The algorithm, which is based on a deep learning neural network, was able to create a 3D scene from just 12 shots, rendering in just a few seconds. The results are still far from perfect but stunning: and show the promise of future applications in areas such as video editing and rendering of faces, people or landscapes.
Nvidia has released a video demonstrating the algorithm in action - check it out for yourself.
Instant NERF, Nvidia's 3D "magic".
The tool developed by Nvidia is known as Instant NERF, derived from “neural radiance fields,” a technique from Google Research and UC San Diego University of California that was launched in 2020.
If you really want to know more take a look here (English text). If, on the other hand, you are satisfied with what I understand: in essence, the technique couples the color and light intensity data from some 2D images to produce a 3D scene. In fact, in addition to photographs, the system needs information on the position of the camera.
Researchers have been working on improving this type of model from 2D to 3D for a couple of years, adding more complexity to renderings, while simultaneously reducing turnaround times. In fact, Nvidia claims that its new rendering method with Instant NeRF is perhaps the fastest ever created: the procedure goes from taking a few minutes to being completed practically instantly.

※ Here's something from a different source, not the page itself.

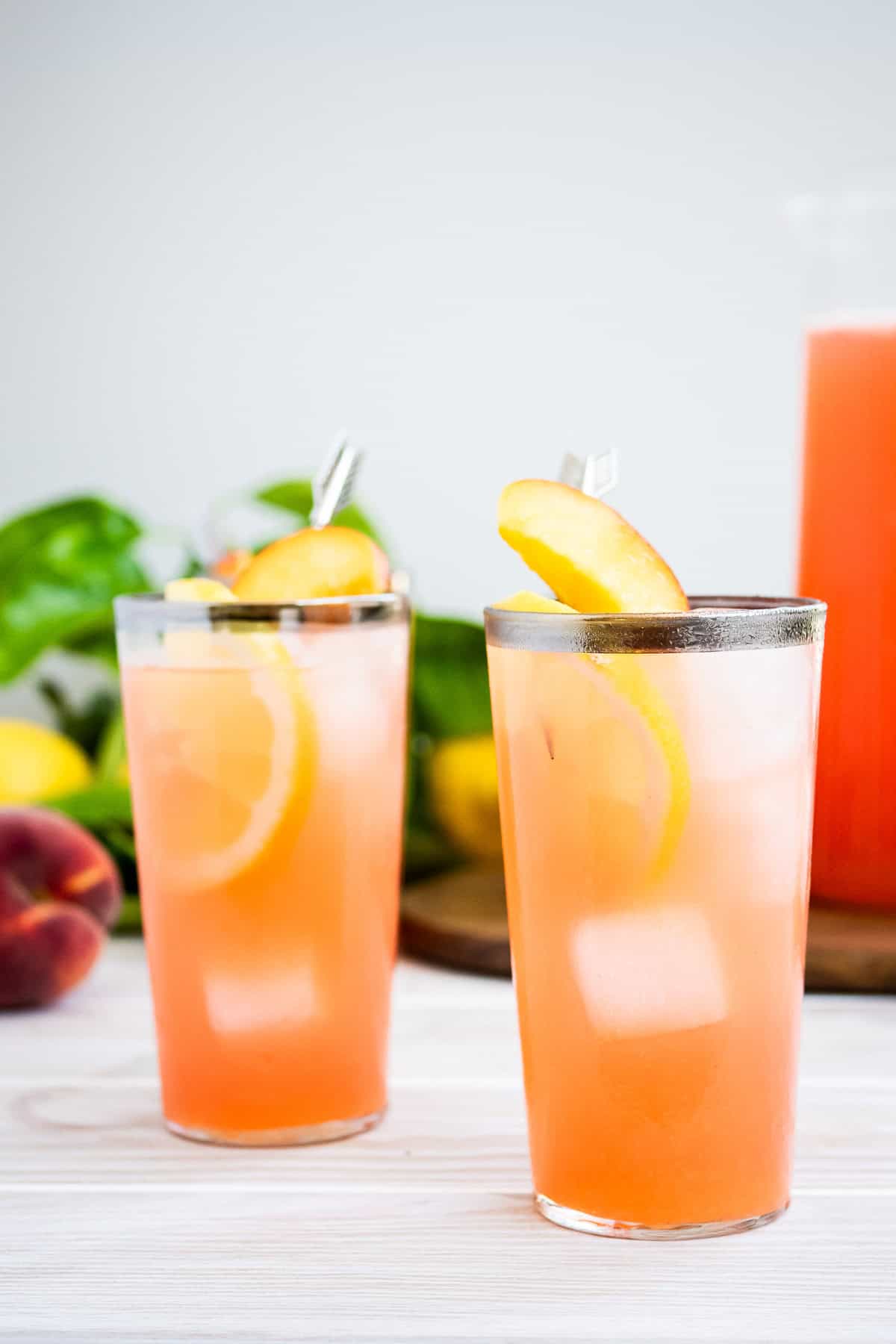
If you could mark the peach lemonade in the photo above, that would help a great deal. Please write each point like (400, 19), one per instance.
(656, 765)
(267, 745)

Possible fields of application
As the technique becomes faster and easier to implement, it could be used for all types of businesses, Nvidia says in a blog post. describing the work.
Instant NeRF can be used to generate avatars or environments for virtual worlds, capture video conference participants and their surroundings in 3D, or recreate settings for 3D digital maps, according to Isha Salyan by Nvidia.
The technology could be used to teach robots and self-driving cars how to identify the size and shape of real-world objects by taking 2D photographs or videos of them. It will also be very useful in architecture and entertainment. It will help startups (including Italian ones, like this) to create faster digital representations of real environments that creators can modify and develop in a flash.